A FORMER member of the Policing Board has said that he is amazed at the board’s decision to appoint a human rights lawyer without agreeing her salary.
DUP MLA Jimmy Spratt said that he was shocked to read in Saturday’s News Letter that the board, which oversees the work of the PSNI, had announced Alyson Kilpatrick as its new ‘human rights adviser’ but had not agreed what she would be paid.
Ms Kilpatrick has previously been employed by the Policing Board and last year it emerged that she had been paid more than £10,000 a month by the board as a legal consultant. In her first two years working as a consultant for the board, Ms Kilpatrick received more than a quarter of a million pounds.
However, when asked what salary Ms Kilpatrick would be paid, a spokeswoman for the board said: “The human rights adviser is not paid a salary.
“The post is remunerated on a per diem [per day] basis. Terms and conditions are currently being finalised.”
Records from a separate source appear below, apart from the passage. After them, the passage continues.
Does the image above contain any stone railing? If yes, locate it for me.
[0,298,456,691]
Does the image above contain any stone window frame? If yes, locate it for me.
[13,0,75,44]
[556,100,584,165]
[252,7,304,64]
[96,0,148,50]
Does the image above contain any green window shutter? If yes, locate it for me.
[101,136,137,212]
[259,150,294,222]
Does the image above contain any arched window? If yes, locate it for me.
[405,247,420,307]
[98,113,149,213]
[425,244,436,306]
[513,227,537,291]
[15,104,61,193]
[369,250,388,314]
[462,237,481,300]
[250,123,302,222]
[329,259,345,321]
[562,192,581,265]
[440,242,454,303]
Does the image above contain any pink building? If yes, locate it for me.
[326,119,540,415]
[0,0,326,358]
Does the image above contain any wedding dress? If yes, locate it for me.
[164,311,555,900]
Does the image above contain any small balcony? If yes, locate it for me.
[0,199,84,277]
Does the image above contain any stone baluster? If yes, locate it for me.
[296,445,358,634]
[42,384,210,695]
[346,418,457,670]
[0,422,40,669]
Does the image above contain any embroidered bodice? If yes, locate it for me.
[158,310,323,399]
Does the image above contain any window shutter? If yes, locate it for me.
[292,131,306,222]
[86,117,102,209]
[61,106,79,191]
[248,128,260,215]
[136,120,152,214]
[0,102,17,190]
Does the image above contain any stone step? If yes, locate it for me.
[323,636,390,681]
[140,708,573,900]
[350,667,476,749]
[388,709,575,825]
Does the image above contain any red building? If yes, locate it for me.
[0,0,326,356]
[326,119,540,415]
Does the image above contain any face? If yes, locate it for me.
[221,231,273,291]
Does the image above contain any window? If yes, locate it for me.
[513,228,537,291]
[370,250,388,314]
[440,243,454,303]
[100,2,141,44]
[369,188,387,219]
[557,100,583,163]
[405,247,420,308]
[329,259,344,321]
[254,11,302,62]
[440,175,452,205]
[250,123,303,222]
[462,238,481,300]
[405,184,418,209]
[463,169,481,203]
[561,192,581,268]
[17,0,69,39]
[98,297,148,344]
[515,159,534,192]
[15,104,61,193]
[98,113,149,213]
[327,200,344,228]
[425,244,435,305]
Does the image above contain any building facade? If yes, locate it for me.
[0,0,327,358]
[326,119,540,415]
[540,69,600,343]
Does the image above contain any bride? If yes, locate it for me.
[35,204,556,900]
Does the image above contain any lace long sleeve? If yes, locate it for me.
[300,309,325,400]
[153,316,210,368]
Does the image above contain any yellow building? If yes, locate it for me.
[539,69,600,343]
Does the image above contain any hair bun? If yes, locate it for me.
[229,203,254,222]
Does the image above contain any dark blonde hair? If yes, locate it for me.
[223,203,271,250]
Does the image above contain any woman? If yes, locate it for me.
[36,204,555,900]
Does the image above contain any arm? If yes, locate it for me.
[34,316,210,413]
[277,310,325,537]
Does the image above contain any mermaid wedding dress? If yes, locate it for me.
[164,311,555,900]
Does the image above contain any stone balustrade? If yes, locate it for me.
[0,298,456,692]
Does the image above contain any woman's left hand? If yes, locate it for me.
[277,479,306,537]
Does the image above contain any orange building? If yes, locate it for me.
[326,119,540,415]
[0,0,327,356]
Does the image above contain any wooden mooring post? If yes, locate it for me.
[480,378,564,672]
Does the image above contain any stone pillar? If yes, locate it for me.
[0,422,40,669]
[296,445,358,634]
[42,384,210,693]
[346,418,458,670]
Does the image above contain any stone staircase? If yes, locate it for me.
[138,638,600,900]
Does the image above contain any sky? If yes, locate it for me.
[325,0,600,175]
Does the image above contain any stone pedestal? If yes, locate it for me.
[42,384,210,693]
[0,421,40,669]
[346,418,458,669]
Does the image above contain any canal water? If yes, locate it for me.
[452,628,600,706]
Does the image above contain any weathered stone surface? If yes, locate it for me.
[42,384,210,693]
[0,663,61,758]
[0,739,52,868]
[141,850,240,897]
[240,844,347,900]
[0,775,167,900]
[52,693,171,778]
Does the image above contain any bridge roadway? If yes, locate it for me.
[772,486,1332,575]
Mr Spratt, who chaired the Policing Board’s human resources committee and stepped down from the board last year after a three-year term, has in the past raised concerns about Ms Kilpatrick’s remuneration.
He said that he would be speaking to party colleague David McIlveen, who suceeded him on the board, about the issue.
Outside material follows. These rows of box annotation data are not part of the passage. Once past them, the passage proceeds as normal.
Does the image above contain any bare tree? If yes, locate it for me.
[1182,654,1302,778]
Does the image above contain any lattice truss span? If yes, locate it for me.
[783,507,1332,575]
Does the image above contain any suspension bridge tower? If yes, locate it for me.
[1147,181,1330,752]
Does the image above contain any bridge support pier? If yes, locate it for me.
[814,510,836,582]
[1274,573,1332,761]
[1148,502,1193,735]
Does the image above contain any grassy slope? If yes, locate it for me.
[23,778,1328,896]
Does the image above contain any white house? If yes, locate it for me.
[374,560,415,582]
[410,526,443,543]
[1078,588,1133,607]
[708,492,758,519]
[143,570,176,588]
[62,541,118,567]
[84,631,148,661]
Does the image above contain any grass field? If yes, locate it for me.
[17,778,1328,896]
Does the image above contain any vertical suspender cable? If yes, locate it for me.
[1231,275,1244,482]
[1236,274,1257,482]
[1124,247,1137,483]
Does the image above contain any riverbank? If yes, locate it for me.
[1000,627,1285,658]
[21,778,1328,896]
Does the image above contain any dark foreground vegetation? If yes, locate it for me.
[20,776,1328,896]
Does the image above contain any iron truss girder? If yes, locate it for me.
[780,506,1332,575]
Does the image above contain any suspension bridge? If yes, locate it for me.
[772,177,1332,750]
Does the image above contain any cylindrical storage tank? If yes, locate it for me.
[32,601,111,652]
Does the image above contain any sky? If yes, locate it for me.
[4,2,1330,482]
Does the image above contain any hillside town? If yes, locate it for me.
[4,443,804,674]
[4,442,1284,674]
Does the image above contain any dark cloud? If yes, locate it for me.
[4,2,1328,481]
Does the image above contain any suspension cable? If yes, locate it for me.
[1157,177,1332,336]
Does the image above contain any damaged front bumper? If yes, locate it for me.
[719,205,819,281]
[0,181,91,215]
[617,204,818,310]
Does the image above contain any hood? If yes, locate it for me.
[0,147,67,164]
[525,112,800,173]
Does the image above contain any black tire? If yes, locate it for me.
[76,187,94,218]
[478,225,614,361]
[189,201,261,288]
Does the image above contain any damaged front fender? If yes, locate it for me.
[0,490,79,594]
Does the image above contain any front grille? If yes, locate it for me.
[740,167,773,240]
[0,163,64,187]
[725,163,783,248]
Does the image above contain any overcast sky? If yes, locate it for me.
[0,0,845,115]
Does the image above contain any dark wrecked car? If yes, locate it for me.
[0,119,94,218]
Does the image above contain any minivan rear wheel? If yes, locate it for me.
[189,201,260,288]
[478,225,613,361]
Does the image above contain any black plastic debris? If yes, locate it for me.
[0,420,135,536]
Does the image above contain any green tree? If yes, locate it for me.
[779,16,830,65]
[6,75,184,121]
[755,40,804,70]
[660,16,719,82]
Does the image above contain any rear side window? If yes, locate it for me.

Mr McIlveen was on the committee which appointed Ms Kilpatrick and last week congratulated her on her appointment.
Mr Spratt said: “It is totally amazing that any board would see fit to make an appointment on the basis of not knowing the salary scales or anything else.
“I’ve sat on boards for the appointment of assistant chief constables – it’s one of the first things that they want to know.
“I think on that basis there need to be quesitons asked about this and certainly I will be speaking to David McIlveen before today’s out.”
Mr Spratt said that he was also concerned at the board’s accountability measures. He added: “In the past, they weren’t able to answer the question of what the accountability measures were as far as [Ms Kilpatrick’s] hourly rate, the daily rate if there was a daily rate, and how the whole thing was monitored.”